The switch from divisional to functional reporting meant defining and introducing new reporting lenses and establishing a process for setting budgets in those lenses. A big challenge here, says Gary, was “re-cutting all the history because it didn’t exist in that format.” There were also difficulties to overcome in classifying Wolseley’s 110,000 customers within one of the new reporting lenses. Also, these new reporting lenses, would create a history that our colleagues would not recognise, so we had to ‘sell’ the data to them, in a way that supported their planning activities.

The Outcome

“I was delighted with everything Gary did for us, I would absolutely work with him again,” says Louise. “He was a very good fit for what I was looking for, had a real energy about him and hit the ground running. He worked really well with stakeholders across the business but didn’t take any prisoners.

“That is partly what you are looking for in an interim assignment. Gary was absolutely here to get things done. He formed really good relationships but made no bones about being in place to deliver a set piece of work.”

Louise adds that Gary very quickly developed an understanding of the key drivers of the business. Additionally, due to his wide experience, Louise valued asking Gary for his opinion in “big conversations” that went beyond his specific remit.

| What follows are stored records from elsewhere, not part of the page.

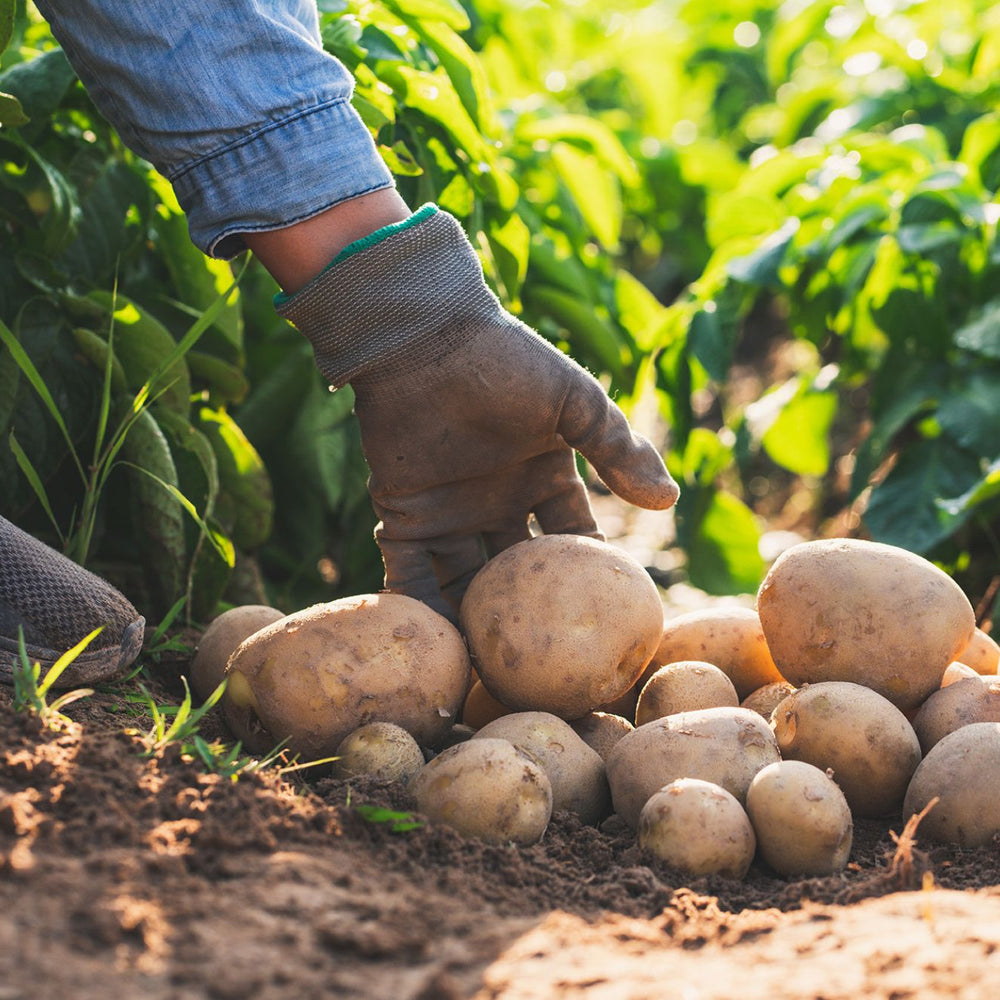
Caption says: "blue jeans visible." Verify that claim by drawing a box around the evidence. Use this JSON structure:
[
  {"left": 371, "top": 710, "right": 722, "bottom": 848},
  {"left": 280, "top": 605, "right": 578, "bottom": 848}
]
[{"left": 36, "top": 0, "right": 393, "bottom": 257}]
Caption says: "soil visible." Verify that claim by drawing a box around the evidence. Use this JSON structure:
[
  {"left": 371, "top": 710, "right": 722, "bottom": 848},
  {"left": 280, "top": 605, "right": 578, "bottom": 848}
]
[{"left": 0, "top": 659, "right": 1000, "bottom": 1000}]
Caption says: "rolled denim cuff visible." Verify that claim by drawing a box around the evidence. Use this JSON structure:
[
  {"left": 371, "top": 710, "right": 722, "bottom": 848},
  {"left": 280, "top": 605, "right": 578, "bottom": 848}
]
[{"left": 169, "top": 98, "right": 393, "bottom": 258}]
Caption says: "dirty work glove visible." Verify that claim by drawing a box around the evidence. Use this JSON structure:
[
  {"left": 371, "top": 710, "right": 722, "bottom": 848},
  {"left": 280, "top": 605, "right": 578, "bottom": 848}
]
[
  {"left": 0, "top": 517, "right": 146, "bottom": 688},
  {"left": 276, "top": 205, "right": 678, "bottom": 617}
]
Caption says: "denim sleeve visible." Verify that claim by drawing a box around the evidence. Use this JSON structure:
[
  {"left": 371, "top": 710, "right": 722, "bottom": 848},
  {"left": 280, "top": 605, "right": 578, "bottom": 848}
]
[{"left": 36, "top": 0, "right": 393, "bottom": 257}]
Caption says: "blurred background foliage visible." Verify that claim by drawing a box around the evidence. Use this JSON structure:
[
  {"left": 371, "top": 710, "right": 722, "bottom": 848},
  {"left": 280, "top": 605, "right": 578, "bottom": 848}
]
[{"left": 0, "top": 0, "right": 1000, "bottom": 619}]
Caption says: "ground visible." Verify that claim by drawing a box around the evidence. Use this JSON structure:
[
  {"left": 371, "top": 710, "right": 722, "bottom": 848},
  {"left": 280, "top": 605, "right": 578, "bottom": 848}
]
[{"left": 0, "top": 500, "right": 1000, "bottom": 1000}]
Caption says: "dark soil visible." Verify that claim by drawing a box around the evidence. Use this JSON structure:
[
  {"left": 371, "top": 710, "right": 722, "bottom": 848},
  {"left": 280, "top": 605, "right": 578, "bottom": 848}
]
[{"left": 0, "top": 648, "right": 1000, "bottom": 1000}]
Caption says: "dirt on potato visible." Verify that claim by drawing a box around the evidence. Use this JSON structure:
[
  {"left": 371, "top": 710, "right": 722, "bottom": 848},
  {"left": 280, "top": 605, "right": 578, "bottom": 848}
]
[{"left": 0, "top": 656, "right": 1000, "bottom": 1000}]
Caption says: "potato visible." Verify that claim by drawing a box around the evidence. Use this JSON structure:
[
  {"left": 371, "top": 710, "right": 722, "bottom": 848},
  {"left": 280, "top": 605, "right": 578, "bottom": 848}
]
[
  {"left": 412, "top": 739, "right": 552, "bottom": 844},
  {"left": 462, "top": 678, "right": 513, "bottom": 729},
  {"left": 740, "top": 681, "right": 795, "bottom": 720},
  {"left": 940, "top": 660, "right": 983, "bottom": 688},
  {"left": 460, "top": 535, "right": 663, "bottom": 719},
  {"left": 771, "top": 681, "right": 920, "bottom": 818},
  {"left": 639, "top": 778, "right": 756, "bottom": 879},
  {"left": 223, "top": 594, "right": 470, "bottom": 760},
  {"left": 570, "top": 712, "right": 635, "bottom": 760},
  {"left": 188, "top": 604, "right": 285, "bottom": 701},
  {"left": 639, "top": 608, "right": 784, "bottom": 698},
  {"left": 635, "top": 660, "right": 740, "bottom": 726},
  {"left": 607, "top": 708, "right": 779, "bottom": 829},
  {"left": 333, "top": 722, "right": 424, "bottom": 785},
  {"left": 747, "top": 760, "right": 854, "bottom": 878},
  {"left": 472, "top": 712, "right": 611, "bottom": 826},
  {"left": 757, "top": 538, "right": 976, "bottom": 712},
  {"left": 955, "top": 628, "right": 1000, "bottom": 674},
  {"left": 903, "top": 722, "right": 1000, "bottom": 847},
  {"left": 913, "top": 674, "right": 1000, "bottom": 754}
]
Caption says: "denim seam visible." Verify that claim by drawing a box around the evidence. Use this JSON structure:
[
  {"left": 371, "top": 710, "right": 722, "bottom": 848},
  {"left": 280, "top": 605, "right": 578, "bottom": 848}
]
[{"left": 167, "top": 97, "right": 350, "bottom": 184}]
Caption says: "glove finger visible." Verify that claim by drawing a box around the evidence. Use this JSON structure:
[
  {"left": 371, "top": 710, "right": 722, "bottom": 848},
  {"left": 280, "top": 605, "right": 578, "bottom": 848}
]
[
  {"left": 557, "top": 370, "right": 680, "bottom": 510},
  {"left": 533, "top": 478, "right": 604, "bottom": 541},
  {"left": 483, "top": 517, "right": 531, "bottom": 559},
  {"left": 375, "top": 530, "right": 458, "bottom": 622}
]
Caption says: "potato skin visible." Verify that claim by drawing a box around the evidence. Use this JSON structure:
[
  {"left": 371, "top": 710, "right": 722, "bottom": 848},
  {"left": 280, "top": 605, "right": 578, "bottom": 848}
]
[
  {"left": 747, "top": 760, "right": 854, "bottom": 877},
  {"left": 639, "top": 608, "right": 784, "bottom": 698},
  {"left": 411, "top": 739, "right": 552, "bottom": 844},
  {"left": 223, "top": 594, "right": 471, "bottom": 760},
  {"left": 757, "top": 538, "right": 976, "bottom": 709},
  {"left": 635, "top": 660, "right": 740, "bottom": 726},
  {"left": 188, "top": 604, "right": 285, "bottom": 701},
  {"left": 460, "top": 535, "right": 663, "bottom": 720},
  {"left": 638, "top": 778, "right": 756, "bottom": 879},
  {"left": 903, "top": 722, "right": 1000, "bottom": 847},
  {"left": 771, "top": 681, "right": 920, "bottom": 818},
  {"left": 472, "top": 712, "right": 611, "bottom": 826},
  {"left": 913, "top": 674, "right": 1000, "bottom": 754},
  {"left": 607, "top": 708, "right": 779, "bottom": 829}
]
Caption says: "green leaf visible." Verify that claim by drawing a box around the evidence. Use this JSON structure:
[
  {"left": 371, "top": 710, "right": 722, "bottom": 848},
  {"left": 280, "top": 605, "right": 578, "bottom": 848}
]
[
  {"left": 955, "top": 298, "right": 1000, "bottom": 358},
  {"left": 862, "top": 437, "right": 981, "bottom": 554},
  {"left": 385, "top": 0, "right": 469, "bottom": 31},
  {"left": 677, "top": 487, "right": 765, "bottom": 594},
  {"left": 0, "top": 48, "right": 76, "bottom": 122},
  {"left": 551, "top": 142, "right": 622, "bottom": 250},
  {"left": 0, "top": 91, "right": 31, "bottom": 128}
]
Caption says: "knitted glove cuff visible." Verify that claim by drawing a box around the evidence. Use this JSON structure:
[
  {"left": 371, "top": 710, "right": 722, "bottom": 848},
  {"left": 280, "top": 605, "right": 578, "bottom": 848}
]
[{"left": 277, "top": 205, "right": 510, "bottom": 388}]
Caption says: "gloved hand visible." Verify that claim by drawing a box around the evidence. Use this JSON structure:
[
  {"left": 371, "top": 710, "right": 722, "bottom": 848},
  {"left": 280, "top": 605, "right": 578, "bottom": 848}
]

Gary spent a year in Wolseley and is particularly proud of delivering a budget on time during a period of extreme change. “Louise was incredibly supportive of the project and gave me the time I needed to get things done right,” he says. “Also, she was a great sounding board for what we were doing. As an interim, a quality and supportive line manager is critical to enable you to cut through the challenges that are in front of you, at pace!”